How can vacuum have a permittivity?

Question

I think that it is impossible to have the permittivity in vacuum because of there is no matter. But, in Coulomb's law, the Coulomb constant(1/4πε) have ε which means the permittivity in a vacuum. How is it possible?

edit- The permittivity is a measure of the electric polarizability of a dielectric. A material with high permittivity polarizes more in response to an applied electric field than a material with low permittivity, thereby storing more energy in the electric field. But, in a vacuum, there is no matter that intensifies the electric field. So I think the constant should be 0, but it isn't. Why?

P.S. If you hard to understand my question, please comment. (I am not used to writing to English, because I am Korean Student.)

Answer 1

That is a misnomer due to confusion caused by the adoption of SI units. epsilon naught has nothing to do with permittivity or the vacuum. EM was developed in cgs units. 1/4piepsilonnaught is just a factor for the conversion of units, and has nothing to do with physics. You might recognize from the 9 in its numerical value that it is just c^2 in mixed up units. The c^2 is necessary because of a mismatch in the original units between magnetic and electric units.

Answer 2

In SI units, permittivity scales the strength of the electric field relative to the charge density, via:

$$ {\bf \nabla\cdot E} = \rho/\epsilon_0 $$

When we introduce linear media, we find:

$$ {\bf \nabla\cdot E} = \rho_{free}/\epsilon $$

where $\rho_{free}$ is the free charge, excluding the charge from polarization of the media, ${\bf \nabla \cdot P}$.

So it's not that the vacuum is being polarized in the media free case, it's that linear media, through polarization, acts to weaken the coupling between free charge and electric field.

Answer 3

The constant $\epsilon_0$ almost never appears in an expression where it's added to another term; it's multiplied instead. Contrast with electric charges, which combine by addition, and for which the "natural" value is zero. For a multiplicative constant the "natural" value is one, though you can complicate the situation by introducing an unfortunate choice of units.

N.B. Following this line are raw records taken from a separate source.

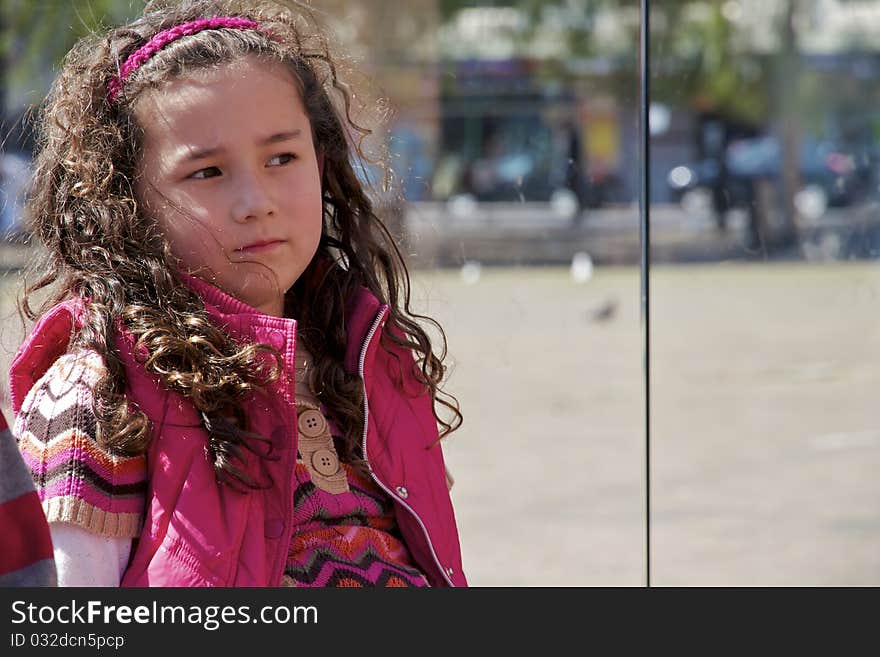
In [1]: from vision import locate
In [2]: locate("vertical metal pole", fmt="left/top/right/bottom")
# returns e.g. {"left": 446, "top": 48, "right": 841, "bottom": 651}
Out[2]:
{"left": 640, "top": 0, "right": 652, "bottom": 588}
{"left": 0, "top": 6, "right": 7, "bottom": 138}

In quantum electrodynamics it becomes important to know the relation $$ \frac{e^2}{4\pi\epsilon_0} = \alpha \hbar c $$ where $e$ is the fundamental charge, $\hbar$ is the reduced Planck constant, and $c$ is the speed of light. You should choose your favorite system of units and do the arithmetic to confirm that the "fine structure constant" $\alpha$ is dimensionless and has a value $\alpha \approx 1/137$. The "small" value for the dimensionless $\alpha$ means that $\alpha^2 \ll \alpha$, and is the main reason we can use perturbation theory to describe the interaction between electric charges as "approximately" one-photon exchange, with "corrections" due to virtual particles and the like. In the mathematical formalism, each level of "correction" is less important by a factor of $\alpha$.

The equivalent dimensionless coupling for the strong interaction is $\alpha_s \approx 0.1$, and there are more types of gluons than there are types of photon, so we say that the strong interaction is "non-perturbative" and must use much less satisfying techniques to make predictions about it. The main result of this difference is color confinement, which is why our world is made of protons and neutrons instead of quarks.

A world in the limit $\epsilon_0 \to 0$ would be a world in the limit $\alpha\to\infty$, and would be as different from the world where we live as the strong force is from electromagnetism. It's better to think of $\epsilon_0$ as "one unit" of vacuum permittivity.